Trademark rights are established as of a mark’s priority date—the date on which an unregistered mark is first used or the date on which an intent-to-use application is filed. The priority date is important in trademark disputes because the party with prior rights can stop the use of confusingly similar marks. Under the tacking doctrine, a trademark owner may, “in limited circumstances,” make narrow modifications to its mark over time while still retaining its priority date. The original and revised marks may be “tacked” when they are considered to be “legal equivalents” such that they “create the same, continuing commercial impression,” and the later mark does not materially differ from or alter the character of the earlier mark. “Commercial impression” must be viewed through the eyes of an ordinary consumer. The Supreme Court held in Hana that “[b]ecause the tacking inquiry operates from the perspective of an ordinary purchaser or consumer, . . . a jury should make this determination.”

Hana Financial and Hana Bank both provide financial services to individuals in the United States. In 2007, Hana Financial sued Hana Bank for trademark infringement and claimed priority. Hana Financial asserted that it began using the Hana Financial name and trademark in 1995, whereas Hana Bank first used the name Hana Bank in 2002. In its defense, Hana Bank argued that it had priority under the tacking doctrine based on its use of the name Hana Overseas Korean Club to offer services in the United States starting in 1994. Hana Overseas Korean Club was changed to Hana World Center in 2000 and then to Hana Bank in 2002, when it began operating a bank in the United States.

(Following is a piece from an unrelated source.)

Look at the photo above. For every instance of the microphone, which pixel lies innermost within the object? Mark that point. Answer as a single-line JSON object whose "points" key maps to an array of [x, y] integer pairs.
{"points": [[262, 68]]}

At trial, the jury found for Hana Bank, and the district court denied Hana Financial’s motion for judgment as a matter of law. Hana Financial appealed, arguing that the issue of tacking should not be decided by a jury. The Ninth Circuit affirmed. While recognizing that the issue presented a split of opinion across circuits, the Ninth Circuit held that the tacking inquiry is a question of fact for the jury. The Ninth Circuit emphasized, however, that tacking applies only in “exceptionally narrow circumstances.”

The Supreme Court affirmed the Ninth Circuit’s decision. The Court reasoned that, “when the relevant question is how an ordinary person or community would make an assessment, the jury is generally the decision maker that ought to provide the fact-intensive answer.” The Court emphasized, however, that, as with any fact question, “[i]f the facts warrant it, a judge may decide a tacking question on a motion for summary judgment or for judgment as a matter of law.” The Court held “only that, when a jury trial has been requested and when the facts do not warrant entry of summary judgment or judgment as a matter of law, the question whether tacking is warranted must be decided by a jury.”

What does this mean for trademark owners? If you want to avoid the potential unpredictability of a jury deciding whether your use of a prior similar mark can be tacked on to your use of your current mark so as to establish prior rights over another company, you should consider filing trademark applications for your core mark alone. Had Hana Bank filed for the “Hana” mark when it first started offering financial services in the United States, there would have been no question that it had prior rights. Another alternative is to try to amend registered marks to reflect your current usage. The U.S. Trademark Office has recently loosened its standard for accepting petitions to amend and in some cases has even permitted the deletion of merely descriptive terms from registered marks, reasoning that the mere deletion of a descriptive term is not a material alteration of a mark.